Even if you do an individual sport it can be handy to have like-minded buddies who share useful information and ideas with you. Team sports or group activities are a great way to form social bonds. It’s clear that identifying with a group is one of the most powerful needs we have as human beings. Finding one that you enjoy being a part of is a surefire way to keep yourself coming back for more.
Cliches are often cliches for a reason. It’s fair to say that when it comes to creating and maintaining exercise motivation, knowledge really is power. Taking the time to learn about your body and mind will almost certainly motivate you to protect them. Realizing that you can develop near superhuman powers and extend your lifespan by multiple years could be the motivation you’ve always been searching for. If not, perhaps learning about the dangers of a sedentary lifestyle will shock you into action.
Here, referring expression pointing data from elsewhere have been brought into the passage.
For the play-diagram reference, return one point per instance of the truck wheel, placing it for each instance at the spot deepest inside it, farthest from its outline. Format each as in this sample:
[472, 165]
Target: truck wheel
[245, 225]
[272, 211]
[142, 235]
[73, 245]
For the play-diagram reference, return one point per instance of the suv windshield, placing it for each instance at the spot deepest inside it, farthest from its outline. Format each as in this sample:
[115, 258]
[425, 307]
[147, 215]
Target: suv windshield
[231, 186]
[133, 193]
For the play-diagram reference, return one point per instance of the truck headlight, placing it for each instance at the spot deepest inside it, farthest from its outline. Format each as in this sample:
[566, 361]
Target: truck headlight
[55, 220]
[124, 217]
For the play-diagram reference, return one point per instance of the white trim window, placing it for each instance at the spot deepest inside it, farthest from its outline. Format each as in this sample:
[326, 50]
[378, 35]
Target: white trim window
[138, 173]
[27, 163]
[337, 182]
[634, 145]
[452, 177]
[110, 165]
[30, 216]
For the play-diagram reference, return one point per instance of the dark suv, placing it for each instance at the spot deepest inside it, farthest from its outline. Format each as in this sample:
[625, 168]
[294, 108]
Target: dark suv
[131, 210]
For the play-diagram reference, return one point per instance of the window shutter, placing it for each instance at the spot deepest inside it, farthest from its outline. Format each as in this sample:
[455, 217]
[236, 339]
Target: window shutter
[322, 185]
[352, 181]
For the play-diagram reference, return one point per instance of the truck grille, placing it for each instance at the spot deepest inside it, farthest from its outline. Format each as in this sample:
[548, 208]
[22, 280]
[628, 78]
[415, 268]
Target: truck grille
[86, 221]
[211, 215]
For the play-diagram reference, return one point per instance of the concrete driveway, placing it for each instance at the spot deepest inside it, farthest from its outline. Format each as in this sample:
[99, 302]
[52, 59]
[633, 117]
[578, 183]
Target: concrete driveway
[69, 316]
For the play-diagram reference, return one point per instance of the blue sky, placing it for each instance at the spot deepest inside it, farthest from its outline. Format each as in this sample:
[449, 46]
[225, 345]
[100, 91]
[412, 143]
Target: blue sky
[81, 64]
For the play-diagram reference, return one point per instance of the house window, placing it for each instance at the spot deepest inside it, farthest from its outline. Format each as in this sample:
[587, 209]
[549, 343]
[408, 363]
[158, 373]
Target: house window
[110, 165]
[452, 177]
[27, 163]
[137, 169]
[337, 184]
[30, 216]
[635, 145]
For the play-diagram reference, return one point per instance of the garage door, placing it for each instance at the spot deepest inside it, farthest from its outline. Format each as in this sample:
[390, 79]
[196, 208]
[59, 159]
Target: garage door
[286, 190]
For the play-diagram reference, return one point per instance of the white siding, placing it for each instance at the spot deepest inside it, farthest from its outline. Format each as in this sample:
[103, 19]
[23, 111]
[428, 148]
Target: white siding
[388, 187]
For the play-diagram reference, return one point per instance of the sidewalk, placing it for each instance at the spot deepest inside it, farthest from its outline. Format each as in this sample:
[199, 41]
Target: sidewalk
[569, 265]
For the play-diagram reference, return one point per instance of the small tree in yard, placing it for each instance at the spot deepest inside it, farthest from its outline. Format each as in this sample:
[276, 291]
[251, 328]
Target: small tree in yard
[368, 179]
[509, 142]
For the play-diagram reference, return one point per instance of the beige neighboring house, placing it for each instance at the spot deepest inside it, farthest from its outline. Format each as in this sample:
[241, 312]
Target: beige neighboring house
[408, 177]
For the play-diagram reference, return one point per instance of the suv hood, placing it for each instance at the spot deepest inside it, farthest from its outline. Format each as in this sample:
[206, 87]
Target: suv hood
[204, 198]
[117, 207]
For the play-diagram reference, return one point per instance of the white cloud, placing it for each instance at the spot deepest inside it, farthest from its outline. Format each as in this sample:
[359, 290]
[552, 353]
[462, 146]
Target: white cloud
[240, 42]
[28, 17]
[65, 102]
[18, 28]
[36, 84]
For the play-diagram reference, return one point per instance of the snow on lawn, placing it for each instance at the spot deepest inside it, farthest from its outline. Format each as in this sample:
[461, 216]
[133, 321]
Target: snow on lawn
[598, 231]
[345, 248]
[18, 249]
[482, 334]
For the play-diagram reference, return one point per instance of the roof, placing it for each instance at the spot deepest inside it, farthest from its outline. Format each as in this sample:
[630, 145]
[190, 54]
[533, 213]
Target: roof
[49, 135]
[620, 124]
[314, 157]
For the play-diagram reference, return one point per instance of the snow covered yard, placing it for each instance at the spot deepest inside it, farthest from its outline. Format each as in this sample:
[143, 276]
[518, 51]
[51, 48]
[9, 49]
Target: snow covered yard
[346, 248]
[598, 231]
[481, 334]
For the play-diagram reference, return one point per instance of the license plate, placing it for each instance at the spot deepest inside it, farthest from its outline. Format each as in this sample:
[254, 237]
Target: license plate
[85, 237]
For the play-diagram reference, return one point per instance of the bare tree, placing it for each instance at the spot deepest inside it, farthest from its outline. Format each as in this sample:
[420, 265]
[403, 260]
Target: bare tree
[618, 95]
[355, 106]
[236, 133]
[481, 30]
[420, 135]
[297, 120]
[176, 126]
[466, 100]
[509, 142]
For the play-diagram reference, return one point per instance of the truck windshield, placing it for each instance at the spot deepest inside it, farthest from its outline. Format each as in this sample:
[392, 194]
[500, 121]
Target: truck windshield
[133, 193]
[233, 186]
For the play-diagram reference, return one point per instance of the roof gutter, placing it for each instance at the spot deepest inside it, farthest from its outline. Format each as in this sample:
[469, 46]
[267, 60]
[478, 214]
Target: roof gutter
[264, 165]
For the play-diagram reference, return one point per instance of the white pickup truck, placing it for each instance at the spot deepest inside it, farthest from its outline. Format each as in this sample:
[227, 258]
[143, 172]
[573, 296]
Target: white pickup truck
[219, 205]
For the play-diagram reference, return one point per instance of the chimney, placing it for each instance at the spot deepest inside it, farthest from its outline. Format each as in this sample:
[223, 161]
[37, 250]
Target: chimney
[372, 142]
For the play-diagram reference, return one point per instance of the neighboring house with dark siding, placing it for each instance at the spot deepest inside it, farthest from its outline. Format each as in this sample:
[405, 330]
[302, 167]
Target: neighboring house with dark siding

There is so much incredible knowledge out there about health, nutrition, lifestyle and movement. The more of it you encounter, the better idea you’ll have about what will work for you and why certain things don’t.
Record your progress
Before and after photos are the oldest trick in the book, so why not use it on yourself? Tracking your progress through visual material or numbers is a great way to maintain exercise motivation. We’re not wired to perceive gradual change. You don’t notice how much a child grows in day or how much weight you put on in a weekend binge. But cold hard data never lies (unless you’re really good at manipulating it).
Seeing your progress on a spreadsheet or as you scroll through your phone’s images can be a lovely little boost to the ego. Just don’t let it get to your head!